7:143 وَلَٰكِنِ انْظُرْ إِلَى الْجَبَلِ فَإِنِ اسْتَقَرَّ مَكَانَهُ فَسَوْفَ تَرَانِي
Diyanet Meali: “(Beni dünyada katiyen göremezsin). Fakat (şu) dağa bak, eğer o yerinde durursa sen de beni görebilirsin.”

قُرَّةٌ : İsim. قُرَّةُ العَيْنِ (deyim)

25:74 وَالَّذِينَ يَقُولُونَ رَبَّنَا هَبْ لَنَا مِنْ أَزْوَاجِنَا وَذُرِّيَّاتِنَا قُرَّةَ أَعْيُنٍ
Diyanet Meali: Onlar, “Ey Rabbimiz! Eşlerimizi ve çocuklarımızı bize göz aydınlığı kıl…” diyenlerdir.
28:9 وَقَالَتِ امْرَأَتُ فِرْعَوْنَ قُرَّتُ عَيْنٍ لِي وَلَكَ
Diyanet Meali: Firavun’un karısı şöyle dedi: “Bana da, sana da göz aydınlığı (bir çocuk)!”
32:17 فَلَا تَعْلَمُ نَفْسٌ مَا أُخْفِيَ لَهُمْ مِنْ قُرَّةِ أَعْيُنٍ جَزَاءً بِمَا كَانُوا يَعْمَلُونَ
Diyanet Meali: Hiç kimse, yapmakta olduklarına karşılık olarak, onlar için saklanan göz aydınlıklarını bilemez. *

مُسْتَقِرٌّ :  İsim. İsm-i Fâil. İstif’âl Bâbı (X. Bâb).

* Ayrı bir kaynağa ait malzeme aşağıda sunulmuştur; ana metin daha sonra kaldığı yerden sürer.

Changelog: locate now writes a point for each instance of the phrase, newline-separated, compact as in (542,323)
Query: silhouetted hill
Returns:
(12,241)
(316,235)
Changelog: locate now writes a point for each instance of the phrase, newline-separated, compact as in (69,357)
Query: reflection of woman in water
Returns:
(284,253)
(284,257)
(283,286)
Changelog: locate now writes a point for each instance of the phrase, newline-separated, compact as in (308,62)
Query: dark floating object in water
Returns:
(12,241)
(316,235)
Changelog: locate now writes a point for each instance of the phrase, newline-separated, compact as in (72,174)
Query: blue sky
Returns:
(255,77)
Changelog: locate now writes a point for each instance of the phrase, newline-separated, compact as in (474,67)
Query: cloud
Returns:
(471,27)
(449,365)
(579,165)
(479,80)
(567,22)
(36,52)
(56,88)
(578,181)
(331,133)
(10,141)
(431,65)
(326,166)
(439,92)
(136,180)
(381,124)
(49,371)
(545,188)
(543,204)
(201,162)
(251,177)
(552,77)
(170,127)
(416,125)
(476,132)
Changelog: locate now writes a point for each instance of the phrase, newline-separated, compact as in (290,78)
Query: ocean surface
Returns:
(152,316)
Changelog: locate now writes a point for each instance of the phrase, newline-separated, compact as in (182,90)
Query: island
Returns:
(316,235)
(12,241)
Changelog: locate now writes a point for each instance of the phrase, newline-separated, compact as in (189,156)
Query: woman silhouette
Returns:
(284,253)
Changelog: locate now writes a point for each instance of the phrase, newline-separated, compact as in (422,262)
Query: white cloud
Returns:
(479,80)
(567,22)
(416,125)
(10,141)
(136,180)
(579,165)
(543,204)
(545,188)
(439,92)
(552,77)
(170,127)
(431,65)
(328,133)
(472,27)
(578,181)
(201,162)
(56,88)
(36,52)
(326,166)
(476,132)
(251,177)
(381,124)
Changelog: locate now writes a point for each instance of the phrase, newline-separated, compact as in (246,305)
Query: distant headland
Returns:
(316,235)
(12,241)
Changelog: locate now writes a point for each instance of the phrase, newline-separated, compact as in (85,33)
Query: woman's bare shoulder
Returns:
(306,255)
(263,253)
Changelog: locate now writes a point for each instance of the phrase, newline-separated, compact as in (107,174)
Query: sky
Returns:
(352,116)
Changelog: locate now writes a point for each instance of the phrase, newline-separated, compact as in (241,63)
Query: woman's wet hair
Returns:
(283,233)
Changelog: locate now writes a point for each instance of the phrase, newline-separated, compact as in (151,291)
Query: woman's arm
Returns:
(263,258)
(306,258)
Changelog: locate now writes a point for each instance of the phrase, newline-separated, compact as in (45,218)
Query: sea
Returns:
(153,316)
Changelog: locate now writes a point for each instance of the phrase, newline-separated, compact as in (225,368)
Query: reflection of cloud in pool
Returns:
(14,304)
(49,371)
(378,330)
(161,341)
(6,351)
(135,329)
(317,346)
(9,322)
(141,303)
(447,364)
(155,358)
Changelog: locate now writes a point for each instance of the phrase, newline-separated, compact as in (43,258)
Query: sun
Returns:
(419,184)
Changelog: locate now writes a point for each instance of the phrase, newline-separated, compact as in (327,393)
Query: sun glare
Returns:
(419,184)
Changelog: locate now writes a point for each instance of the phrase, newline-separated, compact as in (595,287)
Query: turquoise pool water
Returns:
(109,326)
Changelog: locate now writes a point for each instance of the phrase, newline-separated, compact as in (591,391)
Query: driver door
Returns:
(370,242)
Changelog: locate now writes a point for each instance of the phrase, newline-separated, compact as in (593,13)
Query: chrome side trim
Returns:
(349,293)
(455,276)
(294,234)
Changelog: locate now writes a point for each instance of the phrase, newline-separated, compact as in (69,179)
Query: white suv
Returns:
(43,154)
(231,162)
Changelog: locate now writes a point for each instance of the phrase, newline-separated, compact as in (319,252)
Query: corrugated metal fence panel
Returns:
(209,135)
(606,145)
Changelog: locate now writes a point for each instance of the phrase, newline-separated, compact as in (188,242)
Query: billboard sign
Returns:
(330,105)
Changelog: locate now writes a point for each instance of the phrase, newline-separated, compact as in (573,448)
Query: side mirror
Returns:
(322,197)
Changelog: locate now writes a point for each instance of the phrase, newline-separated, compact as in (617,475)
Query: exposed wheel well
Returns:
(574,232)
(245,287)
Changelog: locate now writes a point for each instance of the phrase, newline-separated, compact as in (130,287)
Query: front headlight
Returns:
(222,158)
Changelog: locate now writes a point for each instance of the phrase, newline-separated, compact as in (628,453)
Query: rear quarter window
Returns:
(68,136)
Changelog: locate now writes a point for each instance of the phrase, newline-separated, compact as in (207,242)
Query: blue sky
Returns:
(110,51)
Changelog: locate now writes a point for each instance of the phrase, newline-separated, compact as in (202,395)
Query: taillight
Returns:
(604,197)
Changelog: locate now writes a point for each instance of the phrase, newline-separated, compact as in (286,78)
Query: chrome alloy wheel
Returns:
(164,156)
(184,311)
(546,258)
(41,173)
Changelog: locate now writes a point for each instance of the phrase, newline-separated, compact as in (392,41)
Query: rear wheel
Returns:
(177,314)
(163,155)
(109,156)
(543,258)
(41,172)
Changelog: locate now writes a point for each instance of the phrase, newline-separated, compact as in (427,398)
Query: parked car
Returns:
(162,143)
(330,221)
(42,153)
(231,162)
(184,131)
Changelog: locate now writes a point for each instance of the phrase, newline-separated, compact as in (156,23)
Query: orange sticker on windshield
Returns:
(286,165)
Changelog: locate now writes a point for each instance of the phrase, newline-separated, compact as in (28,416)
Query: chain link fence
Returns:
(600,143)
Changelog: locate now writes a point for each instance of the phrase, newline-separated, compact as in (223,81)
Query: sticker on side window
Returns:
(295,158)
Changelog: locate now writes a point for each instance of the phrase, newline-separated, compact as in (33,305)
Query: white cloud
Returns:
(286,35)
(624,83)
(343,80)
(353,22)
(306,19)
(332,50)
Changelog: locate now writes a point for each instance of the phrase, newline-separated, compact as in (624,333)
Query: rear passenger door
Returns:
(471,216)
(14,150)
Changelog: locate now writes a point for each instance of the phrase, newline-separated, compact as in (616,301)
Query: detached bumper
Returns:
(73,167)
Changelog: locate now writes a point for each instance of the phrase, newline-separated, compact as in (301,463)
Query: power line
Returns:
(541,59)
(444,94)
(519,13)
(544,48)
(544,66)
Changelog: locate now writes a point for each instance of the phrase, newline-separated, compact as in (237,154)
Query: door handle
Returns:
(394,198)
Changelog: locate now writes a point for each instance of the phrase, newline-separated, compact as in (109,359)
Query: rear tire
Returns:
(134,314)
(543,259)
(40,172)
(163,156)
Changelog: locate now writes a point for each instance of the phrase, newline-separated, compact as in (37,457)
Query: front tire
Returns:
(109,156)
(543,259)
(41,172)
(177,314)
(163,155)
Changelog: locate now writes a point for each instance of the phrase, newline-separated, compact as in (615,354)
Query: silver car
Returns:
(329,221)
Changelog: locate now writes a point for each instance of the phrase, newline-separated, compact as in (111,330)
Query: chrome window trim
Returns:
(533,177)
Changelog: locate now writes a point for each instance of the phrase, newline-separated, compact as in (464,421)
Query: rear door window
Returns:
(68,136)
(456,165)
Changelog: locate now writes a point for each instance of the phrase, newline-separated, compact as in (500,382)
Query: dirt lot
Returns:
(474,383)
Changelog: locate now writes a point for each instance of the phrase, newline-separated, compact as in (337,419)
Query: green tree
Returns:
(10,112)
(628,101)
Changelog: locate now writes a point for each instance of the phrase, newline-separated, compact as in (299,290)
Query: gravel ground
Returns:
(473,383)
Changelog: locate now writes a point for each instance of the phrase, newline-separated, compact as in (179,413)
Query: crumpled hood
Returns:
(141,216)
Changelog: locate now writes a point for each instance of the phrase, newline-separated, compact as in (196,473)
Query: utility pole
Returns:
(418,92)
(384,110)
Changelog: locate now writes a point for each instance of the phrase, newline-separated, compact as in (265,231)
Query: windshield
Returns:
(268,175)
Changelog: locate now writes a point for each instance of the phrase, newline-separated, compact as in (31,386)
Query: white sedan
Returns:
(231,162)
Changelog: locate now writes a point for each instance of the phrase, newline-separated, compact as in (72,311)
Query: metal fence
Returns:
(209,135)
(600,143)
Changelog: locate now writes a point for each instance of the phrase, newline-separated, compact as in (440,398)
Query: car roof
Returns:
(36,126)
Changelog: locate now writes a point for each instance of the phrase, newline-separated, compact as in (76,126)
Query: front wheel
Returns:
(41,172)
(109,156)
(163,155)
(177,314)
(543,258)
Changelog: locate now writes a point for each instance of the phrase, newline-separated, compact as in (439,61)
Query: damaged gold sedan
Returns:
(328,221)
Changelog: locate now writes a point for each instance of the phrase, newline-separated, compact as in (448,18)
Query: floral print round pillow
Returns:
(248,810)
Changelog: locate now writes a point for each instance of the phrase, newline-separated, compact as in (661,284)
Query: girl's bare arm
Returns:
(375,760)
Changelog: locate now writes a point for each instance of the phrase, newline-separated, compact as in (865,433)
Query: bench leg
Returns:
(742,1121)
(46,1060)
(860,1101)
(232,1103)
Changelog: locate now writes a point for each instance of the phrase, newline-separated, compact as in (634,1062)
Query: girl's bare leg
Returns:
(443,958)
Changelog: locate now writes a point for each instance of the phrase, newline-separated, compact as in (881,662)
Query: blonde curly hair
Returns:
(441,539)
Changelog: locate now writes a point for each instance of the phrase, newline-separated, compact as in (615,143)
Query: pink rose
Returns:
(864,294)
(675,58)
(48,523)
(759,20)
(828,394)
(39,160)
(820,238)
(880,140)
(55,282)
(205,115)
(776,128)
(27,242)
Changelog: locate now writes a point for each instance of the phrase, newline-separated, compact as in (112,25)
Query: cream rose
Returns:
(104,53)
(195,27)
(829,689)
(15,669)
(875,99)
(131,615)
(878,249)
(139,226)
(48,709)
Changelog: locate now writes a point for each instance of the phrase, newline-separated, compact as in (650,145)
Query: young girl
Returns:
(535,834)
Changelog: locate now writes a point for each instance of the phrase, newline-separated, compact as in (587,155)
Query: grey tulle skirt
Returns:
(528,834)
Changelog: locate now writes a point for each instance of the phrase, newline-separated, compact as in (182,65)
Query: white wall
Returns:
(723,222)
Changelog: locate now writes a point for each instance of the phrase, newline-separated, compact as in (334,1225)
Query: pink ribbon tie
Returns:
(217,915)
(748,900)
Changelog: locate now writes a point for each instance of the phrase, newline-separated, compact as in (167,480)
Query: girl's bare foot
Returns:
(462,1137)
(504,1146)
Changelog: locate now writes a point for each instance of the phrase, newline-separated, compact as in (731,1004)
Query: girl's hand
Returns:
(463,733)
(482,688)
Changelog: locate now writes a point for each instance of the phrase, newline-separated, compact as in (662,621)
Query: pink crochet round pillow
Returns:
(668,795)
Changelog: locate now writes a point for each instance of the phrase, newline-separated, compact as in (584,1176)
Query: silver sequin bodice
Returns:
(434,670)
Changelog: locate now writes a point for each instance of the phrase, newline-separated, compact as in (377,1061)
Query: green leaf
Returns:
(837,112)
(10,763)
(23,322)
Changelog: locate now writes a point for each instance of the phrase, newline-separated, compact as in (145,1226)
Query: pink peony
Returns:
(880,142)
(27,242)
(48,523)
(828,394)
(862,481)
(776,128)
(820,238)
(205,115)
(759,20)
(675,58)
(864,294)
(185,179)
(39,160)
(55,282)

27:40 فَلَمَّا رَآهُ مُسْتَقِرًّا عِنْدَهُ قَالَ هَٰذَا مِنْ فَضْلِ رَبِّي
Diyanet Meali: Süleyman, tahtı yanında yerleşmiş hâlde görünce şöyle dedi: “Bu, Rabbimin bana bir lütfudur.”
54:3 وَكَذَّبُوا وَاتَّبَعُوا أَهْوَاءَهُمْ وَكُلُّ أَمْرٍ مُسْتَقِرٌّ
Diyanet Meali: Peygamberi yalanladılar, nefislerinin arzularına uydular. Hâlbuki her iş, (Allah nasıl takdir ettiyse öylece) gerçekleşecek (değişmeyecek)tir. *
54:38 وَلَقَدْ صَبَّحَهُمْ بُكْرَةً عَذَابٌ مُسْتَقِرٌّ
Diyanet Meali: Andolsun, onlara sabahleyin erkenden kalıcı bir azap geldi. *

مُسْتَقَرٌّ : İsim. İsm-i Mef’ûl. İstif’âl Bâbı (X. Bâb).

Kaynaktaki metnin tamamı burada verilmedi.